Как только лошади остановились, он упал на колени рядом с Филаделфией. Она лежала так тихо, что острая боль пронзила его сердце.
— Menina! — в отчаянии закричал Эдуардо, нащупывая пульс на шее. Он был ровным, хорошего наполнения. — Филаделфия, — прошептал он, нежно прижимая ее к груди. Лицо девушки было смертельно бледным, на правой щеке красовался синяк. Он отвел прядь волос с ее лица и увидел, что ресницы дрогнули.
— Что случилось?
Эдуардо взглянул на красное лицо полицейского.
— Спросите его, — ответил он, указывая жестом в сторону кучера дорогой кареты. — Он чуть не убил ее! — Затем его взгляд снова обратился к Филаделфии, которая уже смотрела на него.
— Что стряслось? — спросила она слабым голосом, взяв его за руку.
От ее прикосновения он задрожал всем телом.
— Вы упали. Вы не ушиблись, menina?
— У меня сломался каблук, и я упала. — Услышав ее ответ, Эдуардо успокоился.
— Я отвезу вас домой.
Подхватив Филаделфию на руки, Эдуардо поднялся вместе с ней.

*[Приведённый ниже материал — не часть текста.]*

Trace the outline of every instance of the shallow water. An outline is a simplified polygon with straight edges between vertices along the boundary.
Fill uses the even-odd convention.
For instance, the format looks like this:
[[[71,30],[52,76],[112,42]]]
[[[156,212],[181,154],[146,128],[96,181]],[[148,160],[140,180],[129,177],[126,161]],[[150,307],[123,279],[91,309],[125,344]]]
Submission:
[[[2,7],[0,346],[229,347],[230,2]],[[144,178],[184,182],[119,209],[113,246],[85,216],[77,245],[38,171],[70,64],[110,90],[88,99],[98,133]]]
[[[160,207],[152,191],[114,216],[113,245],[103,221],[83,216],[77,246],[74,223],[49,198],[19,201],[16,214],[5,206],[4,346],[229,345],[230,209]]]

— Одну минуточку! — закричал полицейский, когда Эдуардо направился к тротуару. — Кучер говорит, что девушка выскочила прямо перед его лошадью, и он не мог ничего сделать.
Эдуардо с презрением посмотрел на кучера, который сохранял самодовольный вид, затем опять на полицейского.
— Этот человек лжец и трус. Его следует арестовать, так как он не умеет править лошадьми.
— В этом нет необходимости, — произнес голос из кареты.